The weeklong cease-fire, which both sides have been accused of violating, expired at 10 p.m. local time, but Poroshenko quickly declared its extension until 10 p.m. local time Monday.

Insurgent leader Alexander Borodai said earlier in the day that the rebels were ready to extend the cease-fire if Poroshenko does so and would also soon release the European observers they have been holding for weeks.

Poroshenko warned, however, that the government could terminate the cease-fire in areas where it has been violated by the rebels.

At the signing ceremony, Poroshenko reminded EU leaders of the bloodshed in his country.

Ukraine “paid the highest possible price to make her European dreams come true,” he said, asking the EU to pledge that one day Ukraine can join the 28-nation bloc. Membership “would cost the European Union nothing,” he said, “but would mean the world to my country.”

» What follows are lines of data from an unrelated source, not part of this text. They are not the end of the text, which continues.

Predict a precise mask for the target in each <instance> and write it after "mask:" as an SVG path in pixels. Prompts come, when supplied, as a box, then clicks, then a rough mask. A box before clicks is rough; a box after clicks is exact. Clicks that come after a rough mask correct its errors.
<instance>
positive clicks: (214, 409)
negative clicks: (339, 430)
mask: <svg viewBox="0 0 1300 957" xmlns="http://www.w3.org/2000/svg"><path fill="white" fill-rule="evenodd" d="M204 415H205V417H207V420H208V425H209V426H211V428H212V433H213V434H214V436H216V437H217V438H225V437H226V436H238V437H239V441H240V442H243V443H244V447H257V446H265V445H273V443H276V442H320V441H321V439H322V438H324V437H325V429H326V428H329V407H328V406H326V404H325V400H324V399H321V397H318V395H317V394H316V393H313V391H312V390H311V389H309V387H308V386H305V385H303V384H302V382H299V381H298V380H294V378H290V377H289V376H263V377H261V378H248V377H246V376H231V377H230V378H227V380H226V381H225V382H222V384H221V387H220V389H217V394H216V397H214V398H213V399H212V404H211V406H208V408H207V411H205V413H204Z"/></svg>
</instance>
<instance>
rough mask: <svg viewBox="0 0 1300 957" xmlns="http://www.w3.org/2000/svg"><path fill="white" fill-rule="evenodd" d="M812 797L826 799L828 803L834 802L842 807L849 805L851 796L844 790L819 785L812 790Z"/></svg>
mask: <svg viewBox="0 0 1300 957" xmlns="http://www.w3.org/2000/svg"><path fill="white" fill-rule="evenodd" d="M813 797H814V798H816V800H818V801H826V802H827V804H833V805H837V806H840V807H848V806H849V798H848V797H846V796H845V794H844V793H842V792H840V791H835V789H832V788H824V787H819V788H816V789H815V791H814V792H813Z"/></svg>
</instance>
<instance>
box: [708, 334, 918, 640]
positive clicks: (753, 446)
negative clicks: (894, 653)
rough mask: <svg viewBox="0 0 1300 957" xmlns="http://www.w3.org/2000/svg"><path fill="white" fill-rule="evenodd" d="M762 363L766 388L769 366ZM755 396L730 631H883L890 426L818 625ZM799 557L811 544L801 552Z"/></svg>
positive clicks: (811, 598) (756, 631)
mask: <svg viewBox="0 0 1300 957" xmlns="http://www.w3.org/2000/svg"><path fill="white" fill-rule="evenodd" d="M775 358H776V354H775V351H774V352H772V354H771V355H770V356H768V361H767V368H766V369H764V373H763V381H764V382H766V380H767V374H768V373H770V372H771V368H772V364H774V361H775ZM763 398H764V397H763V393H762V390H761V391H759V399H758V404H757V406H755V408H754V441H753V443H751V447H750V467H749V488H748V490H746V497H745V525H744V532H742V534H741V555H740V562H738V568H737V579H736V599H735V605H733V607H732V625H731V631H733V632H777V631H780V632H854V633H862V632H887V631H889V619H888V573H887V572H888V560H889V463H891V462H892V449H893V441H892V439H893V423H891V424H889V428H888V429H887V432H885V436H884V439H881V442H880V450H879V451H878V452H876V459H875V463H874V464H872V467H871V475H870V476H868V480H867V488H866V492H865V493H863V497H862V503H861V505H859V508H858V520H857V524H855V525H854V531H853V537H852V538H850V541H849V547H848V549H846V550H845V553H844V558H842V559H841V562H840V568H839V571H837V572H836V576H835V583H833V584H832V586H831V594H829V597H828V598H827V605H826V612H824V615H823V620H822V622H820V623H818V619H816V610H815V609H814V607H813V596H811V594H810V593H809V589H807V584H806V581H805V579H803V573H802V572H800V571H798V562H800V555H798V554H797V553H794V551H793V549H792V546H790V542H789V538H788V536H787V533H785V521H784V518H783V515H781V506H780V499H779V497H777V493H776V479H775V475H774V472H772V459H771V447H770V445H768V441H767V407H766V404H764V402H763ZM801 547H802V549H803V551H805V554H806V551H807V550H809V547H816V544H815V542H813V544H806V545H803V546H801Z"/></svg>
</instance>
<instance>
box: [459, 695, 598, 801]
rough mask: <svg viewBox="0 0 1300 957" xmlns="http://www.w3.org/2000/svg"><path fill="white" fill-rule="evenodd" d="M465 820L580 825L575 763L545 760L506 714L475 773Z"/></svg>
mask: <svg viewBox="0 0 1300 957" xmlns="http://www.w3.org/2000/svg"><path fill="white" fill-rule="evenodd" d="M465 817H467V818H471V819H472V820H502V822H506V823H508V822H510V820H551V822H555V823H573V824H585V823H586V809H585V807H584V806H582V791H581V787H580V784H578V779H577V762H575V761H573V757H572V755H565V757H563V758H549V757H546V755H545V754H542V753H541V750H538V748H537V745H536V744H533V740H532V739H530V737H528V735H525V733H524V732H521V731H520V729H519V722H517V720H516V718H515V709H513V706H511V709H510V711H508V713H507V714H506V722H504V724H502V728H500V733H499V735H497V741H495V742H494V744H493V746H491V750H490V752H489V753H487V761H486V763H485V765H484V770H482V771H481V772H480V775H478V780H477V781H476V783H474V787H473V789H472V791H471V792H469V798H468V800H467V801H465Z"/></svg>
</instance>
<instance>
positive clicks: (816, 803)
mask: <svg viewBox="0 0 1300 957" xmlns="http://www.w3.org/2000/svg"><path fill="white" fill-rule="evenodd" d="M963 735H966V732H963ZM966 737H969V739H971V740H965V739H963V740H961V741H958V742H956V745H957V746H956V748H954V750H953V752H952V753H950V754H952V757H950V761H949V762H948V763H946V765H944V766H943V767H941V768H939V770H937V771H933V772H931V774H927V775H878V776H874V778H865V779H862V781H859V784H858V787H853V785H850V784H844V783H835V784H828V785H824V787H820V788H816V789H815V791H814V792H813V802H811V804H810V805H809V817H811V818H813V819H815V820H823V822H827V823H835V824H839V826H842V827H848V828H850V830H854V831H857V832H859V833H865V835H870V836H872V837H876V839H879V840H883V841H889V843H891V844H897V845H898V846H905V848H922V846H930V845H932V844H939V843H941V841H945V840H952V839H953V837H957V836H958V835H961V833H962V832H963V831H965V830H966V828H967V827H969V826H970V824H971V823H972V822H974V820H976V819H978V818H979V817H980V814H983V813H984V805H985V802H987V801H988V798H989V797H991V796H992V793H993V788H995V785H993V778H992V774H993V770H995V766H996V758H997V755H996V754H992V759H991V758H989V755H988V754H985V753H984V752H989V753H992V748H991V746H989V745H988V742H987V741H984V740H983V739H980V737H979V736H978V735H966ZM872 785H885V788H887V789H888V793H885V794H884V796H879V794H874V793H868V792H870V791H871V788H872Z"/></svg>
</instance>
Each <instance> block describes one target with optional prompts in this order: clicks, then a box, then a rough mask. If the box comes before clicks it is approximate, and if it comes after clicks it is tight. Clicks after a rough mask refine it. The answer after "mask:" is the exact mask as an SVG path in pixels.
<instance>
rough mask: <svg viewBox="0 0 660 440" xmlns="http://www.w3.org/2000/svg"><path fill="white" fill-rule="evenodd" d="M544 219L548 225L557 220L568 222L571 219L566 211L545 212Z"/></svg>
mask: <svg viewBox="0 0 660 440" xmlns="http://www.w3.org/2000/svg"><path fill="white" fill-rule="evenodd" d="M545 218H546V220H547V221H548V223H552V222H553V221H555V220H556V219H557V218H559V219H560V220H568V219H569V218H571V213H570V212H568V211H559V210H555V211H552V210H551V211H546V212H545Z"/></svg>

In Kiev’s Independence Square, the site of last winter’s huge protests against Russian domination, balloons the color of the EU’s blue flag were released over the crowd as a rock band pounded out the European Union’s anthem, Beethoven’s “Ode to Joy.”

The crowd of several hundred was far smaller than the hundreds of thousands who jammed the square at the height of the protests. Rain, people getting out of town ahead of a long holiday weekend, and the simmering conflict in the east worked to restrain the mood.

Protest veteran Oleg Mityukhin, 48, came wrapped in the Ukrainian flag.

“I think there will be less corruption, there will be better quality goods, and it will be a push forward for the development of Ukraine,” he said.

The agreements signed Friday let businesses in Ukraine, Moldova and Georgia, trade freely in any of the EU’s nations without tariffs or restrictions as long as their goods and practices meet EU standards. Likewise, goods and services from the EU will be sold more easily and cheaply in the three countries.

Amanda Paul, a policy analyst at the Brussels-based think tank European Policy Center, said Russia has levers to inflict serious economic pain on Ukraine, Moldova and Georgia through trade restrictions, cuts in energy supplies or the deportation of migrant workers from those countries.

European Commission experts estimate the deal will boost Ukraine’s national income by 1.2 billion euros ($1.6 billion) a year.

The deal also demands that Ukraine adopt EU rules on government contracts, competition and copyrights — steps that could reduce corruption and make the country more attractive to investors.